Objectif : Étudier l’impact de la pratique des jeux vidéo « actifs » vs « passifs » sur les adaptations nutritionnelles et énergétiques d’adolescents minces et obèses. Les paramètres hormonaux impliqués dans la régulation de la prise énergétique seront également explorés.

 

Méthodologie : 32 garçons (16 obèses et 16 minces) entre 12 et 15 ans seront recrutés. Ces derniers intégreront le laboratoire à trois reprises dans un ordre aléatoire (de 9h à 20h15) : 1) une session dite de contrôle (CON) ; 2) une condition avec une heure de jeux vidéo « passifs » (PAS) ; et 3) une condition avec une heure de jeux vidéo « actifs » (ACT). Pour ces trois visites, les adolescents intégreront une chambre calorimétrique de manière à mesurer leur dépense d’énergie. Leur prise alimentaire et les préférences alimentaires seront évaluées lors de repas ad libitum à midi et le soir.
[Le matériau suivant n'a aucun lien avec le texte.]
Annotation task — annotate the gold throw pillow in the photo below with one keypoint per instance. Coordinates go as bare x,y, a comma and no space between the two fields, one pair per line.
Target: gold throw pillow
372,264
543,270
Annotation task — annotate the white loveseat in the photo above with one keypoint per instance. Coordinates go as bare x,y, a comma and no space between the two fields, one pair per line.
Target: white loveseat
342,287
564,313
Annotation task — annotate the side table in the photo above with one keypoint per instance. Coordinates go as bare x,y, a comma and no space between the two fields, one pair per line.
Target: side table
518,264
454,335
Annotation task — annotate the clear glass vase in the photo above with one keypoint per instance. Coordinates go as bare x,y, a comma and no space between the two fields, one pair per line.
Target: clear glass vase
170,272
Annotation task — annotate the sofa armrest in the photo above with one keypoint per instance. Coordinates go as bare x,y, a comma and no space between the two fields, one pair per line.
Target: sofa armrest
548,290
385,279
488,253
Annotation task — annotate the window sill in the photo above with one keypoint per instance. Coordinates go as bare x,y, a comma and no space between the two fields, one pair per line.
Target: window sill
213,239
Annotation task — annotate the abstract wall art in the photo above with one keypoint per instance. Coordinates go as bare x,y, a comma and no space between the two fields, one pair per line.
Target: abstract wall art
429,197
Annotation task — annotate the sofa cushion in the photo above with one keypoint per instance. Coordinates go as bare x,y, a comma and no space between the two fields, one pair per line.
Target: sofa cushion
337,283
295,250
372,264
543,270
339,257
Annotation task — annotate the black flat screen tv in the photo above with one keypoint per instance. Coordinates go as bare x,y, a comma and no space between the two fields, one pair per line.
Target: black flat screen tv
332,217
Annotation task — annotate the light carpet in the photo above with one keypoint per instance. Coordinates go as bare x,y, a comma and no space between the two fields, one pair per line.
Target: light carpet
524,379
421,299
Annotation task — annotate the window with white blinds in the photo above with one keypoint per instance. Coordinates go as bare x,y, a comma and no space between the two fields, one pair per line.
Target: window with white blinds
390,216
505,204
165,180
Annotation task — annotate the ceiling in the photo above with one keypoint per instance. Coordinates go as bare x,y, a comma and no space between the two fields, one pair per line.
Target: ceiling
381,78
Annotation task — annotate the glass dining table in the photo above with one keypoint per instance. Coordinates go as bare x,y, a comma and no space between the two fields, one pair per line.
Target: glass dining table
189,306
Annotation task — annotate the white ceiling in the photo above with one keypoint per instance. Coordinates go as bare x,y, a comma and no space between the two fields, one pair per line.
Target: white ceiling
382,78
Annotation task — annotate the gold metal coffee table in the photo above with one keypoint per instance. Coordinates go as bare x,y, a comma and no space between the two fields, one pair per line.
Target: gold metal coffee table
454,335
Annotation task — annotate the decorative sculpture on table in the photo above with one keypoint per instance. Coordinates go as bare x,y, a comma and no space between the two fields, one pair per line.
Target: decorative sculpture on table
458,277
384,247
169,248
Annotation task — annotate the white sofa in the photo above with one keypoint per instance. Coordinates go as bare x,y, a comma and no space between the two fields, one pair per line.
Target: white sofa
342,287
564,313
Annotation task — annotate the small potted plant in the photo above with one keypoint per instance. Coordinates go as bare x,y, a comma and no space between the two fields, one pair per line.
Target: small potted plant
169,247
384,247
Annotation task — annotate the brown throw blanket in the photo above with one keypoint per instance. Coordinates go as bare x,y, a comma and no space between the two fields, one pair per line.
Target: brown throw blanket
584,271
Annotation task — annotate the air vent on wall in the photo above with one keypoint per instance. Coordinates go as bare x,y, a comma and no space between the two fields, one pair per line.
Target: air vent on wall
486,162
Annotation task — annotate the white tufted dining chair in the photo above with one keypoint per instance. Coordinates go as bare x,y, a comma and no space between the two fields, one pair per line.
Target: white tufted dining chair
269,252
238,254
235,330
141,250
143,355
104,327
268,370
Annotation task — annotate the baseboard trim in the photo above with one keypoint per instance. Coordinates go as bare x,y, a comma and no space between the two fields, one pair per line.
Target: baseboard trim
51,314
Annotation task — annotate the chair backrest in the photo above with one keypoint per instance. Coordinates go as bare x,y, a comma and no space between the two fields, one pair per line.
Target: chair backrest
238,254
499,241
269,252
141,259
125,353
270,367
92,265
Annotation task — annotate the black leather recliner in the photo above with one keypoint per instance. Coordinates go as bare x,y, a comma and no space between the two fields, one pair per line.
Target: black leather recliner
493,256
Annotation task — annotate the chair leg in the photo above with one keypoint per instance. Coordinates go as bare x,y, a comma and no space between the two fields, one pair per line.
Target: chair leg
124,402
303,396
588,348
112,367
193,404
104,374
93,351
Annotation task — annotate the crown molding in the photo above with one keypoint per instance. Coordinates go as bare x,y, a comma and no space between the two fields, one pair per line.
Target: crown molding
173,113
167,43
Leurs sensations de faims seront évaluées par échelles visuelles analogues à intervalles réguliers durant la journée, de même que des recueils salivaires seront effectués pour mesurer les concentrations des principaux facteurs hormonaux impliqués dans la régulation de la prise alimentaire (GLP-1 ; CCK, PYY, ghreline, leptine).

 

Implications. Mieux connaître l’impact des pratiques sédentaires et plus particulièrement des jeux vidéo chez les adolescents semble aujourd’hui nécessaire pour mieux comprendre le rôle de ces activités dans la progression du surpoids et de l’obésité. De manière pratique, connaître les effets de la pratique de jeux vidéo (actifs et passifs) sur la balance énergétique d’adolescents minces et obèses peut constituer une nouvelle approche pour l’élaboration de stratégies de prévention et prise en charge des problèmes de poids. L’utilisation de jeux vidéos « actifs », s’ils s’avèrent bénéfiques pour une réduction temporaire de la balance énergétique sans compensation, au sein de programmes d’activités peut constituer un moyen motivant et attirant à la pratique chez les jeunes concernés et ainsi favoriser leur intégration et engagement dans ces programmes et la pérennisation des résultats post-intervention, période généralement caractérisée par une reprise de poids.